I was angry with Fairytale because I felt, instinctively, that Ó Searcaigh was simply not that kind of man. Not that he was blameless or a saint – far from it – but the severe lack of respect shown to him and the young men in the documentary, who have vociferously demanded to be cut from the film, obscures, not reveals, the truth. He was demonised; this film is as much about psychological projection as anything else. Firstly, one woman’s projection of hero or idol onto one man – and secondly, the downfall, her projection of demon on to him. The same man. Neither projection is true. He is just, as he says himself, human. An extraordinarily subjective text, Fairytale is, really, all about one person alone: the film-maker herself.
Truth is the first casualty of war, they say. The war against child abuse is one that I support, if one has to declare affiliation in such matters nowadays, but of course one has to fight that war with very unwarlike weapons: truth, respect, subtlety, discretion, patience.
Ó Searcaigh is in the firing line in this war because he sleeps with people decades younger than he is, who are poorer than he is. The difference in power makes a lot of people very uncomfortable, and of course Ó Searcaigh has to deal with that. He is, I believe, right to point out that there’s power at work in every relationship, in every culture. That’s worthy of a serious documentary, a really challenging and honest one.
The priest/pervert polarity is one I’ve written about before – it’s a particularly Christian, Catholic dynamic but of course it occurs in all religions, especially in ones with strict moral absolutes about sexuality. The more one is bound to severe strictures about sex, the more distorted the sexual impulse becomes, the more secret and furtive, the more obsessive and compulsive. To my mind, the (now sadly familiar) figure of the guilt-ridden priest stuck in a cycle, repeatedly offending and seeking absolution, demonstrates perfectly that pattern. It is the hypocrisy of the most piously, patronisingly devout men committing and covering up the worst of crimes that, rightly, provokes such rage and hostility in our society.
Someone who is literate and eloquent about sex and desire is not going to fall into that dynamic. People stupidly felt that, first it was priests, now it was artists, they’re all perverts now, hang the lot of them. But pay attention to context. Context is all. The warped hatred of sex in Judeo-Christian faith results in really conflicted tortured individuals, who do a lot of damage.
Ó Searcaigh is not that kind of man. I would be curious to compare the emotional damage done by the poet in Nepal, compared to that done by the film-maker. But of course the buck stops with him. He brought her there.
Having met him now, I believe him. I believe him when he says the young man who accuses him of playing with the feelings of “50 or 60” others in the film is lying.
I believe the second young man’s statement, that he was interviewed having just been told that Ó Searcaigh was “a bad man”, was never coming back, had used him, just like he had used countless others. I believe that, in his shock, he told the film-maker what she wanted to hear.
The third young man wrote a letter to Ó Searcaigh after he had done his damning interview, a clumsy but affectionate appeal for money and gifts.
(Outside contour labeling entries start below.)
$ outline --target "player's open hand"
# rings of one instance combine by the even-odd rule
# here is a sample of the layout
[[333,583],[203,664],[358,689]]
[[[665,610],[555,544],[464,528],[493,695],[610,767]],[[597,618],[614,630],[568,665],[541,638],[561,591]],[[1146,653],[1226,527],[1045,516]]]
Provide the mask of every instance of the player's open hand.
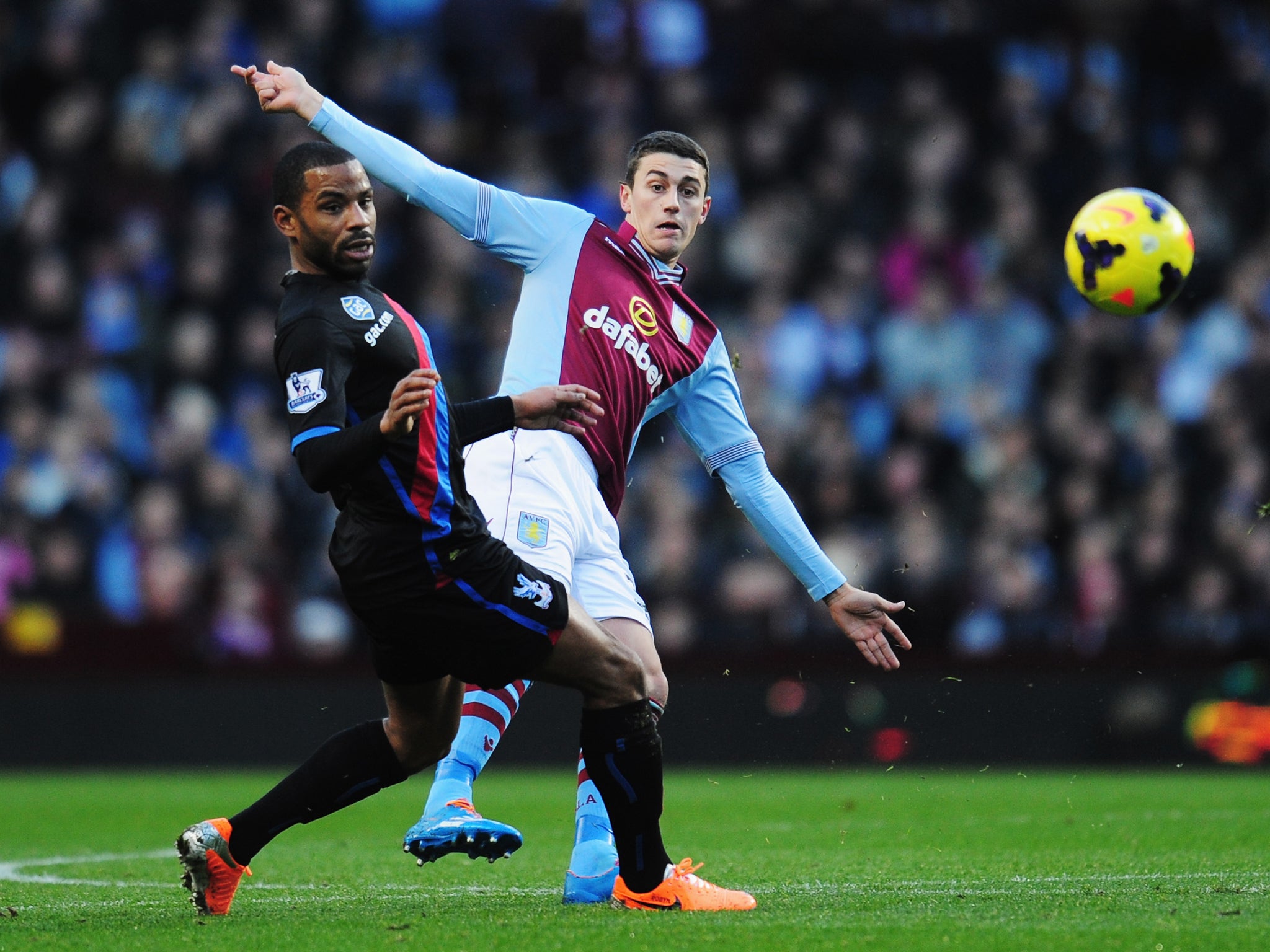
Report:
[[890,616],[904,609],[903,602],[888,602],[881,595],[843,584],[824,598],[833,622],[860,649],[869,664],[892,671],[899,668],[899,659],[890,646],[894,641],[903,649],[913,645]]
[[410,371],[392,387],[389,409],[380,418],[380,432],[386,437],[408,437],[419,414],[432,406],[432,391],[441,374],[431,367]]
[[265,63],[264,70],[260,72],[255,66],[230,66],[230,72],[243,77],[267,113],[295,113],[305,122],[318,114],[324,96],[309,85],[300,70],[278,66],[273,60]]
[[605,415],[599,393],[580,383],[537,387],[512,397],[516,425],[527,430],[563,430],[580,437]]

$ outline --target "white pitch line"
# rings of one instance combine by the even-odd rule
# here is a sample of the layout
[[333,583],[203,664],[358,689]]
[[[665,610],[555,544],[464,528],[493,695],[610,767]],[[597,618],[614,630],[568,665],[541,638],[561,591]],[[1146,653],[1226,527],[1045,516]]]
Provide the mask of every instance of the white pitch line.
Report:
[[[175,876],[168,882],[147,882],[138,880],[86,880],[57,876],[55,873],[29,873],[23,869],[48,868],[57,866],[93,864],[122,862],[131,859],[175,859],[173,849],[152,849],[138,853],[93,853],[88,856],[53,856],[34,859],[15,859],[0,862],[0,882],[18,882],[46,886],[104,886],[114,889],[164,889],[175,890]],[[782,894],[819,894],[819,895],[876,895],[879,892],[902,892],[904,896],[935,896],[959,894],[965,897],[993,897],[1017,895],[1020,891],[1030,894],[1043,894],[1046,896],[1085,895],[1097,885],[1129,885],[1146,882],[1184,882],[1194,880],[1226,880],[1234,882],[1250,882],[1243,887],[1245,894],[1262,895],[1270,891],[1270,871],[1195,871],[1195,872],[1143,872],[1143,873],[1086,873],[1062,876],[1022,876],[1016,875],[1006,878],[965,878],[965,880],[883,880],[861,882],[795,882],[782,886],[751,887],[759,896],[767,895],[777,897]],[[1208,887],[1210,889],[1210,887]],[[291,895],[263,896],[253,895],[265,890],[287,891]],[[301,895],[295,895],[296,892]],[[559,890],[554,887],[525,887],[525,886],[484,886],[470,883],[466,886],[439,886],[439,885],[401,885],[401,883],[366,883],[349,889],[347,886],[318,886],[316,883],[276,883],[276,882],[244,882],[239,894],[240,902],[348,902],[364,896],[367,892],[381,894],[414,894],[420,899],[446,899],[458,896],[555,896]],[[15,906],[19,910],[57,910],[57,909],[89,909],[108,906],[160,906],[168,905],[169,900],[64,900],[56,902],[41,902],[36,905]]]

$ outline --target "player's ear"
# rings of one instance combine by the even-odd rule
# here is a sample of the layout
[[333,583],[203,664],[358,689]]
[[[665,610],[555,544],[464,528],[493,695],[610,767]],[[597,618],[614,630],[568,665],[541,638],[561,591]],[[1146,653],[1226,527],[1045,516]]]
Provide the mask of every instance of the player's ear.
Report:
[[273,225],[287,237],[297,237],[300,226],[296,222],[296,213],[284,204],[273,206]]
In response, not knowing what his correspondent had said on film, Ó Searcaigh laments how depressed he was in a letter. Of course, if the poet had been allowed to see the film, he wouldn’t have sent the letter – but it has been published by the Sunday Tribune to show that the “manipulative abuser” would stop at nothing to get the young man to change his story. One has to ask, however, who was manipulating who in this exchange.
These three young men’s statements form the film’s case for the prosecution, and each one is problematic in some way, from an outright lie to a disturbing distortion of context, rendering it manipulative and, in essence, lacking in objective truth. Of course, there is no such thing in human relations as objective truth. Neither is there in documentary film-making. It is, in the end, one person’s point of view. But, when two people disagree, one has to hear both sides to make up one’s own mind.